The opposite party has not led any evidence for holding that he is unable, for reasons beyond his control, to earn enough to discharge his legal obligation of maintaining his wife. The learned Magistrate, therefore erred in law in rejecting the wife's application for maintenance.

8. The question that arises next is what should be the amount of maintenance? The principles are to be kept in mind:

The object of the provisions being to prevent vagrancy and destitution, it has to be found out as to what is required by the wife to maintain a standard of living which is neither luxurious nor penurious; but is modestly consistent with the status of the family.
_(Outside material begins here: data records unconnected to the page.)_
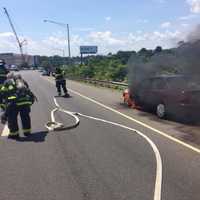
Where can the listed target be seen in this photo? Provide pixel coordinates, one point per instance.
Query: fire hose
(53, 125)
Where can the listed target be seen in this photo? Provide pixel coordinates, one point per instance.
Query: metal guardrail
(100, 81)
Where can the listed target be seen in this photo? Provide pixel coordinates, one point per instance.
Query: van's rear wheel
(161, 111)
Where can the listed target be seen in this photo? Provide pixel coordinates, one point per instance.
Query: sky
(112, 25)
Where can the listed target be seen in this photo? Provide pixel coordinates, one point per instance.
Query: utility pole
(20, 44)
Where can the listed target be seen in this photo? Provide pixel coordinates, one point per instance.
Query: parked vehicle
(176, 95)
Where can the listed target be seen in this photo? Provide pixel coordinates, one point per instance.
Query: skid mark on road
(158, 181)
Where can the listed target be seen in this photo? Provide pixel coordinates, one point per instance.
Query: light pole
(68, 34)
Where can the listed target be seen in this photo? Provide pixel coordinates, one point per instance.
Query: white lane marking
(158, 182)
(136, 121)
(65, 111)
(52, 115)
(5, 131)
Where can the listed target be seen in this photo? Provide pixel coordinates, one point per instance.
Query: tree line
(109, 67)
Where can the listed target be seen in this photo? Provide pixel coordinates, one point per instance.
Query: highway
(114, 154)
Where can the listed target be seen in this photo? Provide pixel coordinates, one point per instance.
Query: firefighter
(3, 77)
(18, 100)
(3, 72)
(61, 82)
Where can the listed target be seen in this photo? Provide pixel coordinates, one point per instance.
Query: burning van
(169, 95)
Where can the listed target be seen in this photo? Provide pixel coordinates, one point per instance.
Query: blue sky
(112, 25)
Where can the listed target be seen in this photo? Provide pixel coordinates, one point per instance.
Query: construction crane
(20, 43)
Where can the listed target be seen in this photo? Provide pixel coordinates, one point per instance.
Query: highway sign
(88, 49)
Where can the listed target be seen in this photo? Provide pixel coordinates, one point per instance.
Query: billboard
(88, 49)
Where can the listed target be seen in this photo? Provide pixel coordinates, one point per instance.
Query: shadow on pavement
(34, 137)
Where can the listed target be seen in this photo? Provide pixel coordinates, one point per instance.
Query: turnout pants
(61, 84)
(12, 115)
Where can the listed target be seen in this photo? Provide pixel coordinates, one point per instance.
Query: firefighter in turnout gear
(3, 72)
(61, 82)
(18, 99)
(3, 77)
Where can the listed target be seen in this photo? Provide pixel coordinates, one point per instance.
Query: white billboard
(88, 49)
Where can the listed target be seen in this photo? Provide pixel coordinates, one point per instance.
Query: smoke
(184, 60)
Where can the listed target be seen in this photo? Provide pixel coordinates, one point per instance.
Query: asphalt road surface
(99, 159)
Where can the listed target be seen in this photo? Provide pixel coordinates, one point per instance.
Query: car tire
(161, 111)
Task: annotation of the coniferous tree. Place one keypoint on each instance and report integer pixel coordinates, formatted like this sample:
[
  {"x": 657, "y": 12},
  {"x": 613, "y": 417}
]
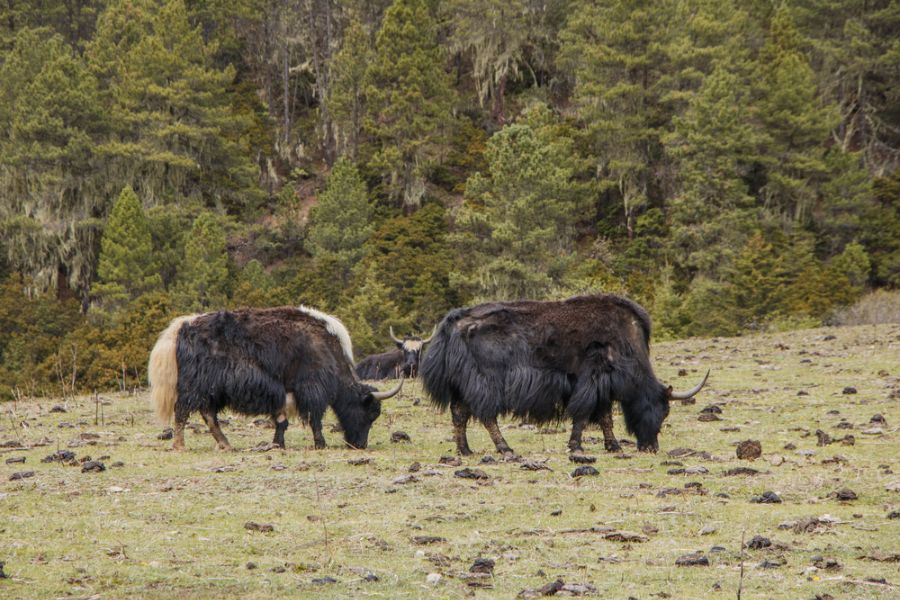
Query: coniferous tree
[
  {"x": 515, "y": 229},
  {"x": 340, "y": 223},
  {"x": 126, "y": 268},
  {"x": 409, "y": 99},
  {"x": 205, "y": 280}
]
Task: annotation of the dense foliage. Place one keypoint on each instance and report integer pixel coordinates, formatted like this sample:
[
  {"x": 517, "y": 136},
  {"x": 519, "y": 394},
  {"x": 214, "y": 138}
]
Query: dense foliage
[{"x": 732, "y": 166}]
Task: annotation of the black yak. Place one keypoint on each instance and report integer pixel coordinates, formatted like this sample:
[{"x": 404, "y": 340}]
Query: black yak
[
  {"x": 541, "y": 361},
  {"x": 271, "y": 361},
  {"x": 402, "y": 361}
]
The needs and requirements of the wife, child or parents for a moderate living, the earnings of the husband, son or father or his capacity to earn and his commitments are relevant factors.

9. Taking the facts and circumstances of the case into consideration. I direct that the petitioner is entitled to maintenance at the rate of Rs. 75/- per month from 27-7-1978, the date of application.

10. In the result, the judgment of the Magistrate is set aside and the revision is allowed.